Bidirectional Association of Gut Microbiota-Derived Trimethylamine N-Oxide and its Precursors with Estimated Glomerular Filtration Rate: A Cross-Lagged Cohort Study.

Abstract

Background: It is unclear whether trimethylamine N-oxide (TMAO) and its precursors are bidirectionally associated with kidney dysfunction.

Objectives: This study aims to investigate whether increased TMAO and its precursors are linked to decreased estimated glomerular filtration rate (eGFR) and whether reduced eGFR is associated with elevated TMAO and its precursors.
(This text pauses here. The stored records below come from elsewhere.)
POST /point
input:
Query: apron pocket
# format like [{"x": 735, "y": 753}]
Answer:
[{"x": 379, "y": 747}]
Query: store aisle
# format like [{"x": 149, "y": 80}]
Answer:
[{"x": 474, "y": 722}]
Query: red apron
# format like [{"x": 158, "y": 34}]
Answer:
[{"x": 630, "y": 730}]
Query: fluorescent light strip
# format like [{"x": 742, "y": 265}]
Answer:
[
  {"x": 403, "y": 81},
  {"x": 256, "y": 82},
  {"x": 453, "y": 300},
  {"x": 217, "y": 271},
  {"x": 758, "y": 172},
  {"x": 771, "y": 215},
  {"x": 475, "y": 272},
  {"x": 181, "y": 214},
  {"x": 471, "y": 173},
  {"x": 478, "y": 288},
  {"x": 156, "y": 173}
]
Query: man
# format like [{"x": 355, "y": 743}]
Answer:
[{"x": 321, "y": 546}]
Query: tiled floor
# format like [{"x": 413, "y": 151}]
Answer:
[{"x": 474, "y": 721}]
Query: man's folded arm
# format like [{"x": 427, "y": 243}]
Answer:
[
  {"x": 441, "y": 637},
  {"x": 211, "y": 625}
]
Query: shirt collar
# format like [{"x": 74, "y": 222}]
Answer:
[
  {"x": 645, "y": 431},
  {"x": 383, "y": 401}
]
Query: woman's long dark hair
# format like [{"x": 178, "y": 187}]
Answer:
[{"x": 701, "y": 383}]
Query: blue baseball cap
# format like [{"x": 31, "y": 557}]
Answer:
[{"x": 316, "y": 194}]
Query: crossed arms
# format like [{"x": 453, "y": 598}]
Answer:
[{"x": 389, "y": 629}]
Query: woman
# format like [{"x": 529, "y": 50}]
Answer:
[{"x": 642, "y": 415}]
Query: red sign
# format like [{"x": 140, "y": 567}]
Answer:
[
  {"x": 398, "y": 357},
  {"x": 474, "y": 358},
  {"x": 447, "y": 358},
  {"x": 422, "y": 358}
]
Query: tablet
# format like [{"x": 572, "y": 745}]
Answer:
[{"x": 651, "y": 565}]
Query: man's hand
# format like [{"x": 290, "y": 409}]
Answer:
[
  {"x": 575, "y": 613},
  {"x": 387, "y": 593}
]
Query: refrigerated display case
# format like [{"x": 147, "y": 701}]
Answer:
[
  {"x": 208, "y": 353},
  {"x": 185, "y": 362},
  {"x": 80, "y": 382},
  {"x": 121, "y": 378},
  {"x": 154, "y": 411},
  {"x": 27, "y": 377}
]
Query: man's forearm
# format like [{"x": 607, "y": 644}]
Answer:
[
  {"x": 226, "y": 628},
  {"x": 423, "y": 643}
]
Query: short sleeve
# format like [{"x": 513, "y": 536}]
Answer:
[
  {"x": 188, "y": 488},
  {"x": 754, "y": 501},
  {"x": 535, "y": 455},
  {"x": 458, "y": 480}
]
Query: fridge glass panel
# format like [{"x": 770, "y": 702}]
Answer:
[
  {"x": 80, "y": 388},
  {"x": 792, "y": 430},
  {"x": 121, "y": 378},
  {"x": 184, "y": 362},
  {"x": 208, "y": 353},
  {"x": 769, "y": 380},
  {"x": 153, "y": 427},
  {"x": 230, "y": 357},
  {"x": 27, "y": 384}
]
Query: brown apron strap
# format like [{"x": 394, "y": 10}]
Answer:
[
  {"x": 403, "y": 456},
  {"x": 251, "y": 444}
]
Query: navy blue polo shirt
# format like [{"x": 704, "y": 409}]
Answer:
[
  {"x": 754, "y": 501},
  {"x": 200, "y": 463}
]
Methods: Our study consists of participants with creatinine, TMAO, and its precursors (choline, carnitine, and betaine) repeatedly measured from the Fuxin rural cohort. We utilized cross-lagged panel models to assess the potential bidirectional associations of TMAO and its precursors with eGFR. Age (≥60 and <60 y) and sex-specified associations and interaction effects were examined using multi-group cross-lagged panel models. The Bonferroni method was applied for multiple comparisons.

Results: Of 1746 participants [mean age 59.4 ± 9.3 y, 584 (33%) male], TMAO was inversely related to eGFR after 2 y [cross-lagged coefficient, 95% confidence interval: -0.030, -0.058, -0.002, P = 0.035], and eGFR was negatively associated with carnitine after 2 y (-0.138, -0.198, -0.078, P < 0.001). Subgroup analysis showed significant associations between baseline (bl) TMAO and eGFR after 2 y in individuals aged 60 and older (-0.061, -0.107, -0.014, P = 0.011) and between bl eGFR and carnitine after 2 y in individuals aged 60 and older (-0.093, -0.164, -0.022, P = 0.010), in those under 60 (-0.153, -0.226, -0.079, P < 0.001), and in females (-0.154, -0.229, -0.079, P < 0.001). Additionally, bl eGFR is nominally associated with choline after 2 y in those aged under 60 (0.092, 0.017, 0.167, P = 0.017) and in males (0.114, 0.015, 0.213, P = 0.025).

Conclusions: Deceased eGFR is related to elevated serum carnitine concentrations and may be linked to choline. Conversely, elevated TMAO may be linked to reduced kidney function. This provides novel evidence that managing healthy kidney function helps keep TMAO and its precursors at optimal levels, whereas maintaining low TMAO concentrations reduces risk of kidney disease.